When an experienced engineer looks at a complex data problem - say, denormalizing data from Postgres while handling deduplication and joining across tables - they rarely give you "the answer." They give you three or four options, each with their own trade-offs. Maybe option A gives you faster queries but slower ingestion. Option B simplifies the pipeline but requires more hardware. Option C decouples the systems but adds operational complexity. They lay out the options and say: pick the one that fits your business.

LLMs bias towards confidence over nuance. Rarely do they say "it depends" and present trade-offs.

Every well-adopted system has this challenge: there's a ton of content out there covering the basics: tutorials, getting-started guides, best-practices. And there’s some, though often less, content covering advanced topics. LLMs train on all of it and get the fundamentals mostly right. But there's a sharp drop-off between "best practices content that applies broadly" and "specific, advanced guidance that applies to your exact scenario." So the LLM does the only thing it can: takes generic advice and applies it to your situation without knowing whether it's the right call.

There's a frontier beyond which the LLM is effectively guessing, and it'll never tell you when it's crossed it.

Our advice for your LLM workflow #

None of this means you should stop using LLMs for ClickHouse. They're a genuine accelerator for getting started, writing queries, and understanding basic concepts. Here's how to get the most out of them without ending up in the situations described above.

Start simple and earn complexity. Your initial schema should be boring: a MergeTree (or ReplacingMergeTree if you need deduplication), a well-chosen ORDER BY, default compression, no partitions, no projections, no MVs. Add complexity only after you've measured your actual workload and identified a specific bottleneck.

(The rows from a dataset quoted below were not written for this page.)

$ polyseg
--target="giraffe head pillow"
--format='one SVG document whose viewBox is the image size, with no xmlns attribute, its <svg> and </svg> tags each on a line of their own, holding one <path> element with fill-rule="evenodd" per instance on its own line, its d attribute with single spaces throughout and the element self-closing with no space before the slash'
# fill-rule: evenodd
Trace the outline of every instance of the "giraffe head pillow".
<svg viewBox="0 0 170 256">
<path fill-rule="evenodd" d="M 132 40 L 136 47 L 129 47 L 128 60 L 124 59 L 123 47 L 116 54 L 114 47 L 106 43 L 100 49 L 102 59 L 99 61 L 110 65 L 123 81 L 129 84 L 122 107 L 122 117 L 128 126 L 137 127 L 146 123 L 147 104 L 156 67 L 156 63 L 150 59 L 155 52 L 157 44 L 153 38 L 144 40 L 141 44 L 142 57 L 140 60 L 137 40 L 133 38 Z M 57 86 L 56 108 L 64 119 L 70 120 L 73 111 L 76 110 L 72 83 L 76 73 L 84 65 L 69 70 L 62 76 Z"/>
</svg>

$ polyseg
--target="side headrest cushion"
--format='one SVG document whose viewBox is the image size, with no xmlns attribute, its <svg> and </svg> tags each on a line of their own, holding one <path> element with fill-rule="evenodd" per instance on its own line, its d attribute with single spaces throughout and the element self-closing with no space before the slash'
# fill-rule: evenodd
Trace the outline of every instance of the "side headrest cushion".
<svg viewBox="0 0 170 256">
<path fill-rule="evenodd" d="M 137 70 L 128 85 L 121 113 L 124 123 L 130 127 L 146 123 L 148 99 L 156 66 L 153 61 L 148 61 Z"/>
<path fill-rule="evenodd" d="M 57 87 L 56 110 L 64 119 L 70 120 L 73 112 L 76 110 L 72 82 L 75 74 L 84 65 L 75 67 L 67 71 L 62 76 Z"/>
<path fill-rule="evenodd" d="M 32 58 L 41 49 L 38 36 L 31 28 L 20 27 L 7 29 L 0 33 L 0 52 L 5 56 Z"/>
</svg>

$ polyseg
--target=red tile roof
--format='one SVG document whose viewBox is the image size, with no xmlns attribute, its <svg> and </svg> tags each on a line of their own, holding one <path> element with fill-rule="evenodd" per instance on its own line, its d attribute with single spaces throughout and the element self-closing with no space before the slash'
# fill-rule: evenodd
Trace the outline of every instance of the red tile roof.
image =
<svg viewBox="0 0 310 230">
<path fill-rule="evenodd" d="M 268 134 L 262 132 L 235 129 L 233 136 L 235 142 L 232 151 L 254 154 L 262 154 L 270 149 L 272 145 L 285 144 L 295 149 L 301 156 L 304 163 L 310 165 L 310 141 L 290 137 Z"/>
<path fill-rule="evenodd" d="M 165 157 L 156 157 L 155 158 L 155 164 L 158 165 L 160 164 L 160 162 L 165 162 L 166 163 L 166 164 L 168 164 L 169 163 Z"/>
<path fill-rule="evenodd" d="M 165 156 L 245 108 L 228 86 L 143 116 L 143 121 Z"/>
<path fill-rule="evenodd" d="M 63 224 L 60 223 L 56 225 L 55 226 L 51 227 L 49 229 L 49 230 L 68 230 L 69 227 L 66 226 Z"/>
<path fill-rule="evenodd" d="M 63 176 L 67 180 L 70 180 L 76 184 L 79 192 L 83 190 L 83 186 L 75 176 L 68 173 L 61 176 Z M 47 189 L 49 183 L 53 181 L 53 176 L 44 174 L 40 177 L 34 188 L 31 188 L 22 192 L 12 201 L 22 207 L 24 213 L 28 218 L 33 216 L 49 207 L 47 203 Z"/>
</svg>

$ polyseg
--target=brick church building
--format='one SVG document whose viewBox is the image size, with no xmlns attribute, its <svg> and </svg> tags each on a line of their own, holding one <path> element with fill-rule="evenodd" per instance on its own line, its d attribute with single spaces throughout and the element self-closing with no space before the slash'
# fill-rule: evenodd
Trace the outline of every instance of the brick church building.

Work with your LLM to understand its choices. If an LLM generates a schema with particular details that you don’t immediately recognise as correct, ask it about the choices it made. This does two things: it catches problems before they reach production, and it builds your own understanding of the system you're about to operate. Treat the LLM like a sparring partner you can interrogate until you understand every decision in your DDL.

Know when to talk to a human. If you're denormalizing data from Postgres, handling complex deduplication, joining tables on ingestion, or working at multi-terabyte scale — stop and get expert input. There aren't enough patterns on the internet for the LLM to reliably solve these problems. That's not a knock on the technology; it's just the current state of the training data.

Get started today

ClickHouse Cloud users have access to teams of ClickHouse experts, including the original creators of ClickHouse. Use AI to go fast, and count on ClickHouse support when you need it.

The future is collaborative #

We anticipate that more and more engineers will use AI agents to design and operate their databases. It’s an inevitable trend and, on the whole, a good one. LLMs are going to get more capable. There will be more ClickHouse-specific content for them to train on. The frontier of what they can handle reliably will keep moving forward.

But right now, today, there is a meaningful gap between what LLMs can confidently generate and what will actually work at scale in production. That gap is where the pitfalls in this post live. Until it closes, humans still need to play a critical role in validating AI output, especially for the complex, high-stakes, scale-dependent decisions that determine whether your product works or falls over.

Use AI to go fast. Use human judgment to go right.